Je n’ai pas d’ennemi. Mais si j’avais un ennemi, je ne lui souhaiterais pas cela.

Paul Mayrand

« Paul, ça va être long »

À son réveil, donc, il ne sent plus ses jambes. Sont-elles paralysées ? Il porte une couche. Confus, il est maintenu attaché, car il tente d’arracher son tube de gavage. Il parvient à se détacher à deux reprises. Trop affaibli, même pour se tourner sur le côté, il n’ira pas bien loin.

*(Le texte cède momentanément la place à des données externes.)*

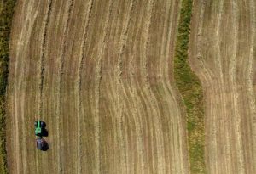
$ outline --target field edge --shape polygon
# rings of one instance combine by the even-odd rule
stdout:
[[[186,108],[188,149],[192,174],[206,173],[205,120],[203,91],[201,81],[192,71],[189,59],[189,38],[193,0],[183,0],[174,56],[174,79]]]
[[[9,36],[15,0],[0,1],[0,173],[8,173],[5,134],[5,94],[8,84]]]

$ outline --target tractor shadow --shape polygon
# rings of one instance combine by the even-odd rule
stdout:
[[[48,137],[48,131],[47,131],[47,129],[45,129],[45,128],[42,129],[41,136],[42,137]]]
[[[44,142],[44,147],[42,148],[42,151],[47,151],[49,149],[49,144],[47,142]]]

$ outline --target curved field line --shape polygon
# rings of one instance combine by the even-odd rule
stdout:
[[[253,124],[253,171],[256,171],[256,94],[253,91],[253,58],[255,57],[255,37],[256,37],[256,17],[255,17],[255,1],[250,0],[250,25],[251,25],[251,40],[250,40],[250,53],[249,53],[249,61],[248,61],[248,69],[247,69],[247,93],[248,93],[248,99],[249,99],[249,108],[252,112],[252,124]],[[255,66],[255,65],[254,65]],[[255,68],[255,67],[254,67]]]
[[[198,43],[197,48],[192,46],[195,52],[192,53],[191,59],[194,67],[196,66],[195,64],[201,62],[208,71],[207,76],[211,75],[207,79],[203,70],[195,68],[203,84],[207,84],[204,90],[207,171],[254,173],[256,134],[253,119],[256,109],[253,57],[255,49],[255,3],[201,1],[196,3],[196,8],[200,7],[204,12],[199,14],[199,21],[197,17],[194,19],[200,26],[194,28],[195,32],[192,31],[192,42],[197,40]],[[211,33],[214,34],[214,38]],[[204,45],[206,41],[210,42]],[[207,52],[211,47],[212,50]],[[212,58],[216,61],[212,61]]]
[[[100,48],[100,52],[97,55],[97,65],[96,67],[96,87],[95,88],[95,93],[96,93],[96,115],[94,118],[94,124],[95,124],[95,127],[96,127],[96,132],[95,132],[95,138],[96,138],[96,170],[97,171],[97,173],[101,173],[101,166],[100,166],[100,162],[101,162],[101,158],[100,158],[100,122],[99,122],[99,119],[100,119],[100,114],[99,114],[99,110],[100,110],[100,95],[101,95],[101,91],[100,91],[100,86],[101,86],[101,81],[102,81],[102,53],[103,53],[103,50],[105,48],[106,46],[106,37],[107,37],[107,34],[108,34],[108,22],[109,22],[109,19],[110,19],[110,15],[111,15],[111,12],[112,12],[112,6],[113,6],[113,2],[112,0],[110,0],[109,2],[109,5],[108,5],[108,14],[107,14],[107,19],[104,21],[104,31],[103,31],[103,38],[101,42],[101,48]]]
[[[48,7],[46,9],[46,15],[44,17],[44,28],[42,32],[42,44],[41,44],[41,55],[40,55],[40,62],[39,62],[39,97],[38,97],[38,115],[37,115],[37,119],[40,119],[40,117],[43,117],[42,115],[42,105],[43,105],[43,100],[42,100],[42,94],[43,94],[43,85],[44,85],[44,59],[45,59],[45,45],[46,45],[46,37],[47,37],[47,31],[48,31],[48,24],[49,20],[49,16],[51,14],[51,8],[52,8],[52,0],[49,0],[48,3]]]
[[[24,6],[23,6],[24,7]],[[26,47],[27,45],[27,42],[28,42],[28,39],[30,38],[30,36],[31,36],[31,33],[32,33],[32,25],[34,24],[34,21],[35,21],[35,19],[36,19],[36,16],[38,15],[38,13],[35,13],[33,15],[32,14],[32,6],[28,6],[28,10],[27,10],[27,13],[30,14],[30,16],[32,16],[32,21],[31,20],[28,20],[28,19],[26,20],[26,26],[29,26],[28,28],[28,31],[26,31],[26,33],[24,33],[24,30],[25,28],[23,27],[22,28],[22,31],[21,31],[21,34],[20,34],[20,37],[19,39],[19,42],[18,44],[20,45],[17,49],[16,49],[16,53],[17,53],[17,55],[16,57],[20,57],[20,54],[22,54],[22,51],[20,50],[20,47],[22,44],[21,42],[23,41],[25,42],[24,46]],[[22,45],[23,46],[23,45]],[[26,150],[20,150],[22,149],[21,147],[20,147],[20,141],[19,139],[21,138],[21,136],[20,136],[20,131],[19,131],[19,127],[21,125],[21,132],[22,132],[22,135],[23,136],[26,136],[26,127],[25,127],[25,116],[24,116],[24,107],[23,107],[23,104],[25,103],[25,96],[24,94],[22,95],[22,97],[20,98],[21,98],[21,101],[20,100],[18,100],[19,98],[19,95],[18,95],[18,92],[20,92],[20,89],[19,88],[21,88],[21,87],[25,87],[26,88],[26,81],[22,81],[24,78],[25,78],[25,75],[23,73],[19,74],[19,77],[18,78],[18,63],[20,63],[17,59],[16,59],[16,62],[15,62],[15,92],[14,92],[14,96],[15,96],[15,132],[14,132],[15,135],[14,137],[15,137],[15,155],[17,155],[17,172],[19,173],[21,170],[20,170],[20,160],[21,159],[22,160],[22,166],[23,166],[23,172],[24,173],[26,173],[27,172],[27,166],[26,166],[26,160],[25,159],[27,159],[27,154],[26,154]],[[20,70],[21,72],[24,71],[24,69],[25,69],[25,62],[21,60],[21,62],[20,63],[20,66],[21,67],[21,70]],[[24,84],[22,86],[22,84]],[[19,115],[19,108],[18,108],[18,105],[20,107],[20,115],[21,115],[21,122],[18,123],[18,115]],[[26,144],[26,138],[23,138],[22,140],[22,144]],[[20,154],[21,153],[21,155]]]
[[[122,54],[124,53],[124,50],[125,50],[125,45],[126,45],[126,42],[127,42],[127,32],[128,32],[128,29],[129,29],[129,26],[130,26],[130,24],[131,24],[131,16],[133,13],[133,9],[134,9],[134,2],[135,0],[132,0],[131,1],[131,3],[130,3],[130,6],[129,6],[129,10],[128,10],[128,14],[127,14],[127,20],[125,20],[125,26],[124,26],[124,29],[122,31],[122,33],[121,33],[121,42],[120,42],[120,45],[119,45],[119,53],[118,53],[118,65],[117,65],[117,70],[115,70],[115,77],[117,78],[116,79],[116,81],[117,81],[117,104],[118,104],[118,115],[120,116],[120,121],[122,120],[122,109],[123,107],[121,107],[120,104],[121,104],[121,99],[120,99],[120,91],[123,91],[124,90],[124,85],[123,83],[121,82],[121,75],[122,75],[122,64],[123,64],[123,60],[122,60]],[[123,90],[121,90],[121,88],[123,88]],[[125,122],[125,121],[124,121]],[[129,123],[128,123],[129,124]],[[120,134],[122,134],[122,122],[119,121],[119,131],[120,132]],[[127,141],[127,138],[128,138],[128,135],[127,135],[127,130],[125,132],[125,136],[126,136],[126,141]],[[123,139],[122,138],[119,138],[121,139]],[[125,146],[127,147],[127,142],[125,142],[126,144]],[[123,143],[123,142],[121,141],[121,148],[122,148],[122,151],[123,153],[125,152],[125,144]],[[122,156],[122,160],[125,160],[125,162],[121,162],[121,164],[125,164],[126,167],[125,167],[125,170],[126,170],[126,172],[125,173],[129,173],[129,167],[127,167],[128,166],[128,154],[127,153],[125,153],[125,154],[121,154]],[[122,165],[123,166],[123,165]],[[122,166],[122,169],[124,168],[124,166]]]
[[[83,59],[84,58],[84,50],[85,48],[85,42],[87,40],[87,32],[88,32],[88,26],[90,24],[90,13],[91,8],[93,6],[93,0],[90,0],[88,3],[88,8],[87,8],[87,13],[85,17],[85,24],[84,24],[84,29],[83,32],[83,40],[81,43],[81,48],[80,48],[80,56],[79,59],[79,73],[77,77],[77,96],[78,96],[78,173],[82,173],[82,166],[81,166],[81,155],[82,155],[82,142],[81,142],[81,107],[82,107],[82,102],[81,102],[81,74],[82,74],[82,69],[83,69]],[[82,126],[84,126],[84,125]]]
[[[51,14],[51,5],[52,5],[52,0],[48,2],[48,7],[46,9],[46,15],[44,20],[44,28],[42,32],[42,43],[41,43],[41,53],[40,53],[40,60],[39,60],[39,65],[38,65],[38,76],[39,76],[39,83],[38,83],[38,88],[39,88],[39,96],[38,96],[38,114],[35,115],[36,120],[43,119],[44,121],[44,115],[42,115],[42,107],[43,107],[43,100],[42,100],[42,94],[43,94],[43,85],[44,85],[44,59],[45,59],[45,45],[46,45],[46,37],[47,37],[47,31],[48,31],[48,24],[49,20],[49,16]],[[37,158],[36,158],[36,172],[38,173],[38,168],[39,168],[39,163],[38,163],[38,153],[37,151]],[[43,165],[44,166],[44,165]]]

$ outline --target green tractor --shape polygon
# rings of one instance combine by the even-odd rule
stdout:
[[[35,134],[36,134],[36,136],[42,137],[42,134],[44,131],[45,126],[46,126],[45,122],[44,122],[42,121],[35,121]]]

Cela prendra une semaine de plus aux soins intensifs pour dissiper l’épais brouillard dans sa tête causé par la forte médication. Il restera 37 jours au total dans cette unité pour les patients les plus mal en point.

La COVID-19 a failli le tuer, comprend-il enfin alors qu’il est transféré à l’étage de médecine interne pour entamer sa réadaptation.

« On n’a pas arrêté de me dire : “Paul, ça va être long” », se souvient-il. Il doit réapprendre à parler. À tenir une cuillère. À avaler. À marcher. Il a perdu toute sa masse musculaire – d’où la sensation d’être paralysé. Son poids a chuté de façon draconienne.

Plusieurs organes ont été atteints. Durant son séjour prolongé aux soins intensifs, il a développé des problèmes aux reins, au foie, au cœur ainsi que de circulation dans les jambes. Sa vue a baissé de moitié.

Au point où, à sa sortie des soins intensifs, cet homme actif qui n’avait aucun ennui de santé majeur ne voit plus le bout du tunnel. Il craint d’avoir des séquelles permanentes.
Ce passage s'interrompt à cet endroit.